Witam!
Według tutejszego kalendarza dzisiaj jest święto wniebowstąpienia (a wiem to tylko i wyłącznie dlatego, ze mam wolne od pracy i mnie ciekawiło, dlaczego ), toteż wstąpię se do nieba wirtualnie, czyli na forum Subaru.
Przeglądam je już spory kawałek czasu, jednak teraz "na poważniej", bowiem po wielu dylematach, przemyśleniach i kalkulacjach stwierdziłem, ze zaczynam rozglądanie się za Outbackiem H6 generacji numer dwa. Nieco na północ mnie wywiało i auto z napędem na cztery kola, do tego z nieco większym prześwitem, będzie tu zima zbawieniem, a już kilka razy zdążyło mi się moim aktualnym samochodem jechać z tzw. dusza na ramieniu.
O Subaru już dawno temu myślałem, a w zasadzie Impreza podobała mi się od kiedy pamiętam, szczególnie w chwili sławy Colina, w międzyczasie zdążyło mi się dorosnąć i już mnie tak nie ciągnie na sile do niej, a rozglądam się za czymś bardziej "uniwersalnym".

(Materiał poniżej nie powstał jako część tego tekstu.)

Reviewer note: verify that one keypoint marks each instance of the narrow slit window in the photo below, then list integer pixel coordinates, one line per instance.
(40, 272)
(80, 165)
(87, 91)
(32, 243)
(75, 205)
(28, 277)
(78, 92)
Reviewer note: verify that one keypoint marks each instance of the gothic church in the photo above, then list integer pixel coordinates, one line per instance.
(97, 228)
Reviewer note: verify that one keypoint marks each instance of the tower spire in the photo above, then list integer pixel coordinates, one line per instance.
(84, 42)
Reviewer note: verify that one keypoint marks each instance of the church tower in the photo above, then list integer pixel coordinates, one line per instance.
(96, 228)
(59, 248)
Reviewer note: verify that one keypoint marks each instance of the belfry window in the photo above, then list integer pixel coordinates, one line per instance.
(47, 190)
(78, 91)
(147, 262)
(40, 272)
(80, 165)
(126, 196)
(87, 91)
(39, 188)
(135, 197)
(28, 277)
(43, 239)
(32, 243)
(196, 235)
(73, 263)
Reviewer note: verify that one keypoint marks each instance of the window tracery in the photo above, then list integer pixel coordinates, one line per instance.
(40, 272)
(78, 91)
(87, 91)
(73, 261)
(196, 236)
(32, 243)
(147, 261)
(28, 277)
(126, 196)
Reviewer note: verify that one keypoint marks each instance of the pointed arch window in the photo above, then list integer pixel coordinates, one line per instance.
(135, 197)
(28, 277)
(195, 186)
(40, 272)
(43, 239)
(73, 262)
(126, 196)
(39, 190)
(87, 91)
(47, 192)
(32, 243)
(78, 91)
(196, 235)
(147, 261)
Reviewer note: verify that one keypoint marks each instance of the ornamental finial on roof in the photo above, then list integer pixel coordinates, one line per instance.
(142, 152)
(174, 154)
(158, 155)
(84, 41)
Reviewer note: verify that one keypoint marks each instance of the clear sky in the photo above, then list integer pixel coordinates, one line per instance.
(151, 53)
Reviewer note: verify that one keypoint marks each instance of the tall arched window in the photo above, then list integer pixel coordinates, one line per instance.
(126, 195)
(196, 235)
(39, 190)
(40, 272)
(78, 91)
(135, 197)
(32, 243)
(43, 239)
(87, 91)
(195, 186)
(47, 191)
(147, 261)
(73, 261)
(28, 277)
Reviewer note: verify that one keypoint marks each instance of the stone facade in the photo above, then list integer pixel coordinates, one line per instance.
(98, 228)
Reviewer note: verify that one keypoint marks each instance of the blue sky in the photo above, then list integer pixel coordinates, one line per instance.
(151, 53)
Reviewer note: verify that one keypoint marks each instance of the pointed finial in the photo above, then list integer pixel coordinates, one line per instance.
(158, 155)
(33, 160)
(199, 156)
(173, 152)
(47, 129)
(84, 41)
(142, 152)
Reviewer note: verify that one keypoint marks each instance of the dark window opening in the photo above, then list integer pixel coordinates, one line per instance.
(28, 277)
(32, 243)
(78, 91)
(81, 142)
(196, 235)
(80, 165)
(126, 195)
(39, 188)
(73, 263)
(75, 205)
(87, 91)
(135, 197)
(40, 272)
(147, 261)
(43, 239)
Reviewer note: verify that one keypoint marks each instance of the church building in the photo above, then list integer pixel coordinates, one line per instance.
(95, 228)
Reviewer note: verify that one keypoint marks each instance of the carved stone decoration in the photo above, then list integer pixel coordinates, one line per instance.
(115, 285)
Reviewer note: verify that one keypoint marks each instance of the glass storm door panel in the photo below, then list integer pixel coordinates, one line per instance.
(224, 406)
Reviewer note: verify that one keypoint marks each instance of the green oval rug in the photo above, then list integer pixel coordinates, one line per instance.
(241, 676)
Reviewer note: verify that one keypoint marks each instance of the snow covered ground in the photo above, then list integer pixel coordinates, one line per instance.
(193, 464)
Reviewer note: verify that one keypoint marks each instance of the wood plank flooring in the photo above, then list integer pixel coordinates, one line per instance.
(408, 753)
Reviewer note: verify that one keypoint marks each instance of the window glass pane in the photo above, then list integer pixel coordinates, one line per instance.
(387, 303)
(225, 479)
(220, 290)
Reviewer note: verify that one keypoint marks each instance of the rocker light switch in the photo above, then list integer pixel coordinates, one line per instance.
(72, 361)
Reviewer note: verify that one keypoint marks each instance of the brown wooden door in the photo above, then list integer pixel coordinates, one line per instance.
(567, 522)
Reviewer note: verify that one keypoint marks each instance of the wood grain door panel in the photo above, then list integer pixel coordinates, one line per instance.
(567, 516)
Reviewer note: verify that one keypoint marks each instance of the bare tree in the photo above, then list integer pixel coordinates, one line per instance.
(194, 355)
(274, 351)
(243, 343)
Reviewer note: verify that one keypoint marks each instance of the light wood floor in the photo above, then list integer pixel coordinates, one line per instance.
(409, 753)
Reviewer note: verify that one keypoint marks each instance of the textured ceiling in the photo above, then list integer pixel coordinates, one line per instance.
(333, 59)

Właściwie nie szukałbym innego samochodu, bowiem aktualny jest bezproblemowy i już cztery lata żyjemy w zgodzie, ale mam już dość męczarni z brakiem miejsca na wędki i narty, bowiem w moim aktualnym sedanie kanapa się nie dzieli, nie składa, nie ma luku. W ogóle nic nie ma i niczego nie będzie!
A się uzewnętrzniłem!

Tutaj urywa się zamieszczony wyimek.